Once I was a clever boy learning the arts of Oxford... is a quotation from the verses written by Bishop Richard Fleming (c.1385-1431) for his tomb in Lincoln Cathedral. Fleming, the founder of Lincoln College in Oxford, is the subject of my research for a D. Phil., and, like me, a son of the West Riding. I have remarked in the past that I have a deeply meaningful on-going relationship with a dead fifteenth century bishop... it was Fleming who, in effect, enabled me to come to Oxford and to learn its arts, and for that I am immensely grateful.

Sunday, 25 July 2010

Oxford in July

Now as someone who makes part of their living by showing people around Oxford I am not one to complain at the presence of visitors in the city,but, and it is a big BUT, each summer the city seems to be swamped by tourists, and each year seems worse than previous ones. That would be all right if they were really interested in the history and architecture, the culture and the ambience of Oxford. To be honest, many of those who come are not. So far, so bad.

This year seems to have more than any previous one I can recall a superabundance of European language students. Now I get the impression that individually these are probably perfectly pleasant teenagers ( Is that an oxymoron? Never mind) of the French, Italian or Spanish variety.

Collectively the effect is rather different. Frankly, it is frightful. It is like making one's way through an interactive film - something like "Oxford - Invasion of the Eurobrats"

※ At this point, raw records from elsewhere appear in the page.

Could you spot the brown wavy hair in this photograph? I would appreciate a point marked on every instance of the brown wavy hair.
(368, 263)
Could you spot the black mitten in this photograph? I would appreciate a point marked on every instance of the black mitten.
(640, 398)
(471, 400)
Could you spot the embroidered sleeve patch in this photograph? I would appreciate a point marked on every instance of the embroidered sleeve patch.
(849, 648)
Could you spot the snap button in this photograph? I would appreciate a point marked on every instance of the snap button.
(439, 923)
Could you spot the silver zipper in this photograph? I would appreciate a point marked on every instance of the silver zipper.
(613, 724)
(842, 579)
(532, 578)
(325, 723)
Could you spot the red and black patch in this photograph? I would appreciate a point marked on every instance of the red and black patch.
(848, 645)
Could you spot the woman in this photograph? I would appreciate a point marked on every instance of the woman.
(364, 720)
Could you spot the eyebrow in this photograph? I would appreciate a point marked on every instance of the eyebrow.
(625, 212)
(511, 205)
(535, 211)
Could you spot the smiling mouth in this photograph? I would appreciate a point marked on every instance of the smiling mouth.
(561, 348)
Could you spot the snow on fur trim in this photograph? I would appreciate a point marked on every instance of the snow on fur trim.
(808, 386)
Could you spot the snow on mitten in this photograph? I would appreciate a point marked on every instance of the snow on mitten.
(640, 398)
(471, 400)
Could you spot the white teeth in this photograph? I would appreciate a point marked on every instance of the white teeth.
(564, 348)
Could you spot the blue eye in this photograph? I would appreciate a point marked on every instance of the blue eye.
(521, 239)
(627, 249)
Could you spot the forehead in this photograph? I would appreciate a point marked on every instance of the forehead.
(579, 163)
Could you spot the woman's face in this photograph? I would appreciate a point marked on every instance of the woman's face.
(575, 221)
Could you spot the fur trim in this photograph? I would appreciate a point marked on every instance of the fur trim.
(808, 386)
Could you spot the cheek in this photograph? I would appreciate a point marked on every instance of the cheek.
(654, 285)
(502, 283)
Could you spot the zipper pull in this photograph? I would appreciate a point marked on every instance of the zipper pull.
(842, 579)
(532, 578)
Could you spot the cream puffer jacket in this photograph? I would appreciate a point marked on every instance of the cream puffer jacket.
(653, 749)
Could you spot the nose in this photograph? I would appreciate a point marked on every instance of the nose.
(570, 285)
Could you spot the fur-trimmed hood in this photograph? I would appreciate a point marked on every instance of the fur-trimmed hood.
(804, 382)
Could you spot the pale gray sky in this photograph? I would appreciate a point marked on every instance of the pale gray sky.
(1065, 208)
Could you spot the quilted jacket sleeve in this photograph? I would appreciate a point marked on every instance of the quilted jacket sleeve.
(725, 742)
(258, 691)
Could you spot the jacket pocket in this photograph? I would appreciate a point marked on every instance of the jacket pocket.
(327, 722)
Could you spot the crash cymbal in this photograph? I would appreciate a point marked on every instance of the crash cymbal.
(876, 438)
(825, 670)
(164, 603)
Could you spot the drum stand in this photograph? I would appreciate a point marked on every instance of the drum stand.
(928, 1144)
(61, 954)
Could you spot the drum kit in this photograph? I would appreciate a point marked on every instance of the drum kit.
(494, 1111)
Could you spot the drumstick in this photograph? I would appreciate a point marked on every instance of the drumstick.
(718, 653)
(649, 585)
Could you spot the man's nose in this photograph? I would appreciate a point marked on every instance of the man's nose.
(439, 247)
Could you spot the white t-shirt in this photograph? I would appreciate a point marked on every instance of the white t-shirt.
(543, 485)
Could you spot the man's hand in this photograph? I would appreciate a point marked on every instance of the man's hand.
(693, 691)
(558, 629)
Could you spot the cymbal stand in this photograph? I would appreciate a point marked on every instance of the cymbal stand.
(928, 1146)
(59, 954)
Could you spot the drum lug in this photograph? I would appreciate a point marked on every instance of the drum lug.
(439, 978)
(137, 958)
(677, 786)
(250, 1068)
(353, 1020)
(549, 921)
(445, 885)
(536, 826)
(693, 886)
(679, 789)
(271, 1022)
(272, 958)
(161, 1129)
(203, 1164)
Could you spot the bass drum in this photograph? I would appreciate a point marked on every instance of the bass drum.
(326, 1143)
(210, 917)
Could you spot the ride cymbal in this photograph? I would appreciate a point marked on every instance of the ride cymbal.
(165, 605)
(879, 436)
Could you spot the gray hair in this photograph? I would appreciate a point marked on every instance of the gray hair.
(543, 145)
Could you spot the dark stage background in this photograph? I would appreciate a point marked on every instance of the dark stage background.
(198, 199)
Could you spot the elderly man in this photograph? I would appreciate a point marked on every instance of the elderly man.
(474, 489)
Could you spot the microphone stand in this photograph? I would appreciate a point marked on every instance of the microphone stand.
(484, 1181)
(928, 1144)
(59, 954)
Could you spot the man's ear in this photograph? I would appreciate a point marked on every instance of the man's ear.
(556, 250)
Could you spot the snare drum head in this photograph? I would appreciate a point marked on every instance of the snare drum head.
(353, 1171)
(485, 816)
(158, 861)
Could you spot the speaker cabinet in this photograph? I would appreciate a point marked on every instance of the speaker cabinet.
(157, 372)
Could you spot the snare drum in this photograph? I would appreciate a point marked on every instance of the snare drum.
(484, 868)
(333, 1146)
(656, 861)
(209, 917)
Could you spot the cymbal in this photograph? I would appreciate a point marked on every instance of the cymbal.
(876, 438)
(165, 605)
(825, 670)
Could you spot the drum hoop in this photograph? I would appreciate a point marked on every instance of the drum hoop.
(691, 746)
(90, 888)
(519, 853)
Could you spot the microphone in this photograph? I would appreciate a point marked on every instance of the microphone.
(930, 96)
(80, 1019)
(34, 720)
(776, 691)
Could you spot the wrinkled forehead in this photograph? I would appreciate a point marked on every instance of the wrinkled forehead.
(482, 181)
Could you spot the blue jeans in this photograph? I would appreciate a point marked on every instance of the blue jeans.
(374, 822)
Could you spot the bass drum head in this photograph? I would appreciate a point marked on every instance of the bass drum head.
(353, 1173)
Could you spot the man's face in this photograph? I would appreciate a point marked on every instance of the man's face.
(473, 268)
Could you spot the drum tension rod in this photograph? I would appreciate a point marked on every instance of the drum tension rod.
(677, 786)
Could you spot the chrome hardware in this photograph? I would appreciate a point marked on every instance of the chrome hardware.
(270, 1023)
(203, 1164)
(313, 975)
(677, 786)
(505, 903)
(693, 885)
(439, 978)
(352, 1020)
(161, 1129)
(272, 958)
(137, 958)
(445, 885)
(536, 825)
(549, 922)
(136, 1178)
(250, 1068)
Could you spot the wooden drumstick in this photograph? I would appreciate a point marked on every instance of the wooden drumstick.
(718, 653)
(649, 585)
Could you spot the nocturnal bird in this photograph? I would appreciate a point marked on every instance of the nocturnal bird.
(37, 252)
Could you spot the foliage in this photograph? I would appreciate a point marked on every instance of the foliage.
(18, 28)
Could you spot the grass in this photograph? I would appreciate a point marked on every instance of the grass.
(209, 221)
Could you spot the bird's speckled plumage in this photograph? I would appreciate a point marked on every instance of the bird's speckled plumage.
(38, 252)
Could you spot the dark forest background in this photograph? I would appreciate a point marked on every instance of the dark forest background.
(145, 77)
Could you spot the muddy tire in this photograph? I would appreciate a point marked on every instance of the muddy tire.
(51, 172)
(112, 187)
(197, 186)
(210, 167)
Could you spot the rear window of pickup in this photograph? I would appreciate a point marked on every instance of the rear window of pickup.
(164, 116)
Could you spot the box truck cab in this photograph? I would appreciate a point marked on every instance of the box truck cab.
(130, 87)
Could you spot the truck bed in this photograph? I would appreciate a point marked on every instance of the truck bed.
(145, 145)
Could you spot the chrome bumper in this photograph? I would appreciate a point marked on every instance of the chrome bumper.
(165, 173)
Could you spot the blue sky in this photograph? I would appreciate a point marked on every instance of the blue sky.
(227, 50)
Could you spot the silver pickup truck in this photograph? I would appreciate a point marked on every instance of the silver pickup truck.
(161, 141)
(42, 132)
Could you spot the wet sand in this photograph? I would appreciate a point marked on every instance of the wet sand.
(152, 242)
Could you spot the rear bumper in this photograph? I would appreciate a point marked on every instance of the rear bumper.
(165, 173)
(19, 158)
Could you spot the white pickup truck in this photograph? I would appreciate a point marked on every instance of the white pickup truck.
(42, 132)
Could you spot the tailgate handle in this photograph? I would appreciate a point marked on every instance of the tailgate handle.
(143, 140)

Those of you who have experienced Oxford this year will appreciate the point, and those who have not will get it, if I compare the effect to the film "Gremlins"... (provided you have seen that film.)

Go to fullsize image

Eurobraticus Oxoniensis

Meanwhile change goes on in the city, and being change it is usually problematical, and often not for the better. Thus the former Border's bookshop, as well as another shop in the central area is being turned into Tesco supermarkets. Useful I agree, but is that how we want to see the future of central Oxford, dominated on its main streets by supermarkets?

As a further sign of change and decay in all I see (and I manage to see a lot of it) Gills, the ironmongers off the High, are closing at the end of August. This is a consequence of failing to negotiate a satisfactory new lease. Not only is it the loss of a traditional business, but the firm claims to have been here since 1530 - so it is older than many colleges, and indeed institutions such as the Bodleian (1602) and the Ashmolean (1683).

1 comment:

Stephanie A. Mann said...

I was in Oxford last year for a week and I can certainly sympathize. The central streets were often very crowded. The supermarkets would be a convenience for a visitor but do seem a little out of place.